30 years isn't a hard number, but it can still take 2-3 decades. It has to do with how CO~2~ changes ocean chemistry, which has broad effects on the rest of the climate. https://info.ecogardens.com/blog/what-is-climate-change-lag-and-why-do-we-care
Edit: I think this is the first place i saw it years ago https://skepticalscience.com/Climate-Change-The-40-Year-Delay-Between-Cause-and-Effect.html
I imagine you noticed this but that second citation (from your edit) has this at the top of the article:
Update August 9, 2020: Please be aware that this article was published in 2010 and that its content is no longer considered accurate. As it still gets regularly linked to from other websites, we will not delete or "unpublish" it. Instead, here is the link to a better take on this topic published by our late team member Andy Skuce in 2013: Global Warming: Not Reversible but Stoppable.
This is a long debunked myth.
Here is an article that goes into some detail.
https://www.carbonbrief.org/explainer-will-global-warming-stop-as-soon-as-net-zero-emissions-are-reached/
So there is some hope, if we can stop emoting CO2 ASAP. If one finds that a realistic path to belive in on the other hand is a matter of opinion.
I think it's a misunderstanding, not a myth.
CO2 influences the greenhouse effect - keeping more solar energy on Earth.
Solar energy gets converted into heat, heat gets absorbed. Some of it gets absorbed by oceans. Some of CO2 also gets absorbed by oceans - their pH decreases. The greenhouse effect doesn't require great time, but oceanic warming and acidification does require time. Interaction happens on the surface, but the volume is great.
Thus, delays in response are inevitable. Response may also depend on circulation - an ocean current slowing or speeding up.
what about carbon capture?
Imagine a bull in a china shop destroying everything, now there is two options :
Carbon capture is the option 2, we continue to break the carbon molecules for energy pretending that we can recapture later. It's not gonna happen, we need to stop emitting NOW and maybe we can think about carbon capture.
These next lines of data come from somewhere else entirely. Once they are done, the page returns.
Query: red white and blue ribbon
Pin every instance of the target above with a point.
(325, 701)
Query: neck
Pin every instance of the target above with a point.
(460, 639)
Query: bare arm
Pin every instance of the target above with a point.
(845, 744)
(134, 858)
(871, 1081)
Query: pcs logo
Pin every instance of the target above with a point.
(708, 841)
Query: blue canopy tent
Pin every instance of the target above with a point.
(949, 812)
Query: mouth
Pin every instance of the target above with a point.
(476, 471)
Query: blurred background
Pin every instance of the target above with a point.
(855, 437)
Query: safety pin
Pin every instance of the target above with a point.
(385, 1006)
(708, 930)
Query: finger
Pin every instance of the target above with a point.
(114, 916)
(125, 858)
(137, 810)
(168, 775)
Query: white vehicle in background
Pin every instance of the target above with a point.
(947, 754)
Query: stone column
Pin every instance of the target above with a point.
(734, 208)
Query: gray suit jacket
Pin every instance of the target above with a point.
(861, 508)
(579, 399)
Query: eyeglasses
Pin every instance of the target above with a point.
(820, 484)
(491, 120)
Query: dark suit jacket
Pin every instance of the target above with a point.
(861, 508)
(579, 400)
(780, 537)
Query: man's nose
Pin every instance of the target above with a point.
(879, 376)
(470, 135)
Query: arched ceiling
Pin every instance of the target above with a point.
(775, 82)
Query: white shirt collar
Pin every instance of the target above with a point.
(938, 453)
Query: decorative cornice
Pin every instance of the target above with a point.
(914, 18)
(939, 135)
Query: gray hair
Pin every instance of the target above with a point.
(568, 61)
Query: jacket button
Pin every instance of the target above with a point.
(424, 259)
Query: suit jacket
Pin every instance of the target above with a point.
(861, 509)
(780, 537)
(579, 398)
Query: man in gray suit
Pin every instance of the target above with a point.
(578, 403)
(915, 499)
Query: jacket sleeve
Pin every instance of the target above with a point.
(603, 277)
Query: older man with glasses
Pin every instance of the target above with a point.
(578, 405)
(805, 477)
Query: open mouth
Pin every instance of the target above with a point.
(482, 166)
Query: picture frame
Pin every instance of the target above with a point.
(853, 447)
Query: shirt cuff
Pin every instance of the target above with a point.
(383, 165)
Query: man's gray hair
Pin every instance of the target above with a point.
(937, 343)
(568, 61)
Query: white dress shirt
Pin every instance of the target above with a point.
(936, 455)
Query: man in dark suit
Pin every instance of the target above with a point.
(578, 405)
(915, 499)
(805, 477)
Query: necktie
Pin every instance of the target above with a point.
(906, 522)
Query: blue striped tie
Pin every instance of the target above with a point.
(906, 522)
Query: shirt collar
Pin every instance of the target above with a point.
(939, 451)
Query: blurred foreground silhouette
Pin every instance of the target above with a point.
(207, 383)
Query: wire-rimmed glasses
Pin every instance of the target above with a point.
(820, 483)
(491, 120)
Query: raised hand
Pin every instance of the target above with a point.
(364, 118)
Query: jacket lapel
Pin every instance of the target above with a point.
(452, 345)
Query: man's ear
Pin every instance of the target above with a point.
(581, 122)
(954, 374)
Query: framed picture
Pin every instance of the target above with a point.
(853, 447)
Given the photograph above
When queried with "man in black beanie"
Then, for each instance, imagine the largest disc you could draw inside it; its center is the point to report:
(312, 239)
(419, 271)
Apparently the scale that's required makes it completely impractical, especially given the timelines that are also required.
It's a pipe dream at the scale we need it
Only in the way that can be monetized or industrialized, and only if we actually cut down on emissions (instead of just slowing the growth rate a little)
There's plastic bottles everywhere. There's people everywhere. What if every human spent an hour a day on little algae bioreactors? It's grade school level science, all you need is bottles, non-potable water, a knife, and any old cloth to strain it out.
And, of course, algae... But once you get started, that'll be easy to come by. It'll even naturally adapt to local conditions, and there's versions that can be used as food - the rest can be dried and used as fertilizer. It not only provides nutrients and increases water retention, it also helps mycillium regrow, repairing the soil. This also reduces runoff and feeds into water tables
Ever since this idea popped into my head, I've felt there's something there - I met someone working for a company that is doing this commercially, and I can't help but think if we can do it in a distributed manner it could help with a lot of issues
No incentive, even for biochar for terra preta.
Gamify it. Everyone starts out with a basic setup. The organization coordinating the effort can add additional incentives. Add achievements, unlockables, larger setups, rare algaes and algae colors. Loot boxes with various supplies. Three factions that compete against each other. Leaderboards, both local and global.
It would be simultaneously competitive and cooperative towards a common goal.